What we don’t say says a lot

What we don’t say says a lot

Greenbelt’s Creative Director Paul Northup muses about the space for change and transformation that is opened up when things are left unsaid.


You can tell people what you believe. You can make it an obvious matter. Done and dusted. Out there. Settled. Once and for all. No conversation or negotiation required. Or you can do stuff because of what you believe. Dropping clues, inviting question, conversation, challenge, misunderstanding, but – above all else – welcoming encounter.

The former is a propositional approach. The other, I would argue, is more poetic.

In our highly graphic age, I often hear the rhetorical question: “it doesn’t leave a lot to the imagination, does it?” And I am reminded that things are, in fact, all-the-more powerful and evocative when they leave as much to the imagination as possible.

Language can make things clear and connect people. But it can also do the opposite. And, when we want speak and connect to as a wide a range of people as possible, we need to choose – or leave – our words carefully.

St Francis is widely attributed as saying: “Preach the Gospel at all times. When necessary, use words.” What he actually said is even more helpful:

“It is no use walking anywhere to preach unless our walking is our preaching.”

“…As for me, I desire this privilege from the Lord, that never may I have any privilege from man [SIC], except to do reverence to all, and to convert the world by obedience to the Holy Rule rather by example than by word.”

One of our slogans for the Greenbelt Festival this year has been “Me. You. Us.” And, given the year we’re living though, it’s turned out to be an incredibly prescient graphic. When words have failed us so often, we’ve turned to it time and again. We are not about defining and dividing, but about finding common ground. For The Common Good.

Does this mean we should give up our distinctive identity? Absolutely not. Any common ground which requires the watering down of all individuality until everyone looks, acts and believes the same, lowest-common-denominator set of stuff would be my idea of hell itself.

It comes down to the age-old tension between identity and relevance.

Some say that Greenbelt waters down its Christian identity (by, for instance, not choosing to trumpet the word “Christian” on its publicity material).
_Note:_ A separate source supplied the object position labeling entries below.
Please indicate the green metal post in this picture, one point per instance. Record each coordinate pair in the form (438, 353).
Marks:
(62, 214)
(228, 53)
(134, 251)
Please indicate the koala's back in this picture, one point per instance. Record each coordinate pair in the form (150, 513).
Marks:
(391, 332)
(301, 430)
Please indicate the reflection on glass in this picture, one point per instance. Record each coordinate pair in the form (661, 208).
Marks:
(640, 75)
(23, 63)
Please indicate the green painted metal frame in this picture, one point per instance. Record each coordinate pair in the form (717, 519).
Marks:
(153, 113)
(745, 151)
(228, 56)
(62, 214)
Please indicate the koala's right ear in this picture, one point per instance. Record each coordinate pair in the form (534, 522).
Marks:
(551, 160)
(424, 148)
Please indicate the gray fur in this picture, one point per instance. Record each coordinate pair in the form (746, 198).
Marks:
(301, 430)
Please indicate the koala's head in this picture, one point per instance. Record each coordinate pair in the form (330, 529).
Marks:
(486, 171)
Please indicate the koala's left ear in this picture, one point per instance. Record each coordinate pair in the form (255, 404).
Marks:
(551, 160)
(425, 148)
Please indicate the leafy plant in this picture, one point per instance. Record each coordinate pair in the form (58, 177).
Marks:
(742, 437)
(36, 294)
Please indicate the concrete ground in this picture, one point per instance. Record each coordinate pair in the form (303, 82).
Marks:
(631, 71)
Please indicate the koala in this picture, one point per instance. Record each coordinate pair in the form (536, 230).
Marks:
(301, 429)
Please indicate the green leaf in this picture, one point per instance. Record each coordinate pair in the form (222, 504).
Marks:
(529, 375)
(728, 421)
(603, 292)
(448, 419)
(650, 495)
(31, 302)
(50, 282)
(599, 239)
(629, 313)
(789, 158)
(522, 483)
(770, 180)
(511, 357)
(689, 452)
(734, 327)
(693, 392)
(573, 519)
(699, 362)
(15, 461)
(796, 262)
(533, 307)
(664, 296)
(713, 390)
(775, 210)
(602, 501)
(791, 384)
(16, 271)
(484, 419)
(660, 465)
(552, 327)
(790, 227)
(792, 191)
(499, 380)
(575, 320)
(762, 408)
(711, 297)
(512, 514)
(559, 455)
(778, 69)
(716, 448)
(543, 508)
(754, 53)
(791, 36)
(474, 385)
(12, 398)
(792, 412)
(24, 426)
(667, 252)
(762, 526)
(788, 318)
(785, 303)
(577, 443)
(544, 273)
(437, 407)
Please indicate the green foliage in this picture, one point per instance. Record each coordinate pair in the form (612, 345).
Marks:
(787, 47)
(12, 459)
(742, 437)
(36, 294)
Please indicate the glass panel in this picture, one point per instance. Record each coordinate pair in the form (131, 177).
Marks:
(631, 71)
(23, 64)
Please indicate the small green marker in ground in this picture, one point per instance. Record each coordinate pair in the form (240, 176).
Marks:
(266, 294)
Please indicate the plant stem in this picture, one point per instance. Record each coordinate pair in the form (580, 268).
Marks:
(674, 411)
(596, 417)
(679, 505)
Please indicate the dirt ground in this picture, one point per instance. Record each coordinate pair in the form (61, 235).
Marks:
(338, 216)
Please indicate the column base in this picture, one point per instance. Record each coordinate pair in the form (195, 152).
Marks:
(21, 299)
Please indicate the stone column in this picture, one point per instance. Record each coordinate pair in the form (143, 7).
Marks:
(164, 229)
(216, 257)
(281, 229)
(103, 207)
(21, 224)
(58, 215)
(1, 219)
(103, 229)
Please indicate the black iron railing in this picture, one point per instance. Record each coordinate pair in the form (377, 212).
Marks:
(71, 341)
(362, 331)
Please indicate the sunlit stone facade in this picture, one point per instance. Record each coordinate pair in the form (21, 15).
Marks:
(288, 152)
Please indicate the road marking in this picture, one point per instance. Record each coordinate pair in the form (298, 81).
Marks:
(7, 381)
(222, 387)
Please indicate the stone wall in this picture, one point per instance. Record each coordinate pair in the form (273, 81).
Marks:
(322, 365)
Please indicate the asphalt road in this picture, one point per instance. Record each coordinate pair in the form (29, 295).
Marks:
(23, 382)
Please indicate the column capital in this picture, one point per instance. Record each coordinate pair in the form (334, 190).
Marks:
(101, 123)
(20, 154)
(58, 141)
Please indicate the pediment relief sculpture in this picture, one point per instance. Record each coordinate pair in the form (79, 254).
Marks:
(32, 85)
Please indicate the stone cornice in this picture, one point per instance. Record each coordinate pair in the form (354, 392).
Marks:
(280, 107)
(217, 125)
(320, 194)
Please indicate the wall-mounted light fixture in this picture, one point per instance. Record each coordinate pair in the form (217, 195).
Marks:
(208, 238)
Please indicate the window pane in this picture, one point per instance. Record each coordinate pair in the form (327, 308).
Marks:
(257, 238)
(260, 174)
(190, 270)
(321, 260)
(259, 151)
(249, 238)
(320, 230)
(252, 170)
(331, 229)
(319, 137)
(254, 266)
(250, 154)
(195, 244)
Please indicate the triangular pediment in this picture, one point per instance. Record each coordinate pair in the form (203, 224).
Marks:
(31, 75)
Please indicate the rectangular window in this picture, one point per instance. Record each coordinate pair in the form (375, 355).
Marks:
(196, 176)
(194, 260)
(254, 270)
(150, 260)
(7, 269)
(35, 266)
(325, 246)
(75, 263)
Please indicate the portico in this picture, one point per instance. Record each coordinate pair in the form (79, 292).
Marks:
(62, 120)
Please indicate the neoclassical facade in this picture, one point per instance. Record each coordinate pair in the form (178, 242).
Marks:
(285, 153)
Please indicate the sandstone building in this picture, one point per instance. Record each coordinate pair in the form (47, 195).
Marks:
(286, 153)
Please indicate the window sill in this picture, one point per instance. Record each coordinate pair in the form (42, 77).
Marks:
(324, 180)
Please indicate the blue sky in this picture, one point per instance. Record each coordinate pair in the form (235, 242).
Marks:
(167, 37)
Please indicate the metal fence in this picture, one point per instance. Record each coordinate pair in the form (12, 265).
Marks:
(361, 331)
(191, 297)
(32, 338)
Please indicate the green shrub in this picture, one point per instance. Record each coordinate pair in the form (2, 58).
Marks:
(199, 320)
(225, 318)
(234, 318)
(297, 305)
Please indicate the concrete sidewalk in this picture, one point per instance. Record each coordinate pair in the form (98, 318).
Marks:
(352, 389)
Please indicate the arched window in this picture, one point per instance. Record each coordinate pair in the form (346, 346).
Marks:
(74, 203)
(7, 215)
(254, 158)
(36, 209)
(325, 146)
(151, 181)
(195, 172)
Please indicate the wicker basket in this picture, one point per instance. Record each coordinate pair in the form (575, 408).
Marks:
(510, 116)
But a festival that stops everything onsite for half a day to celebrate communion (to re-member Christ) together is hardly hiding its light under a bushel. And a festival that is building a brand new worship and reflection zone this year is hardly denying its faith.

Some think that we avoid naming the festival for what it is in order to be somehow more relevant, or acceptable. The truth is that Greenbelt “carries its cross” (subject to mild ridicule, misunderstanding and even outright suspicion) on a daily basis! The path we’ve chosen to tread is a narrow one. It’s way more tricky to navigate than the one marked ‘straightforward and obvious’, that’s for sure. It’s not in pursuit of relevance or acceptability that we do what we do. It’s out of a sense of faithfulness.

And anyway, beyond issues of identity and relevance, what does the word Christian mean? It means different things to different Christians in different times and different places – let alone to those who don’t share the Christian faith at all. It’s a fraught label, often setting up barriers instead of building bridges.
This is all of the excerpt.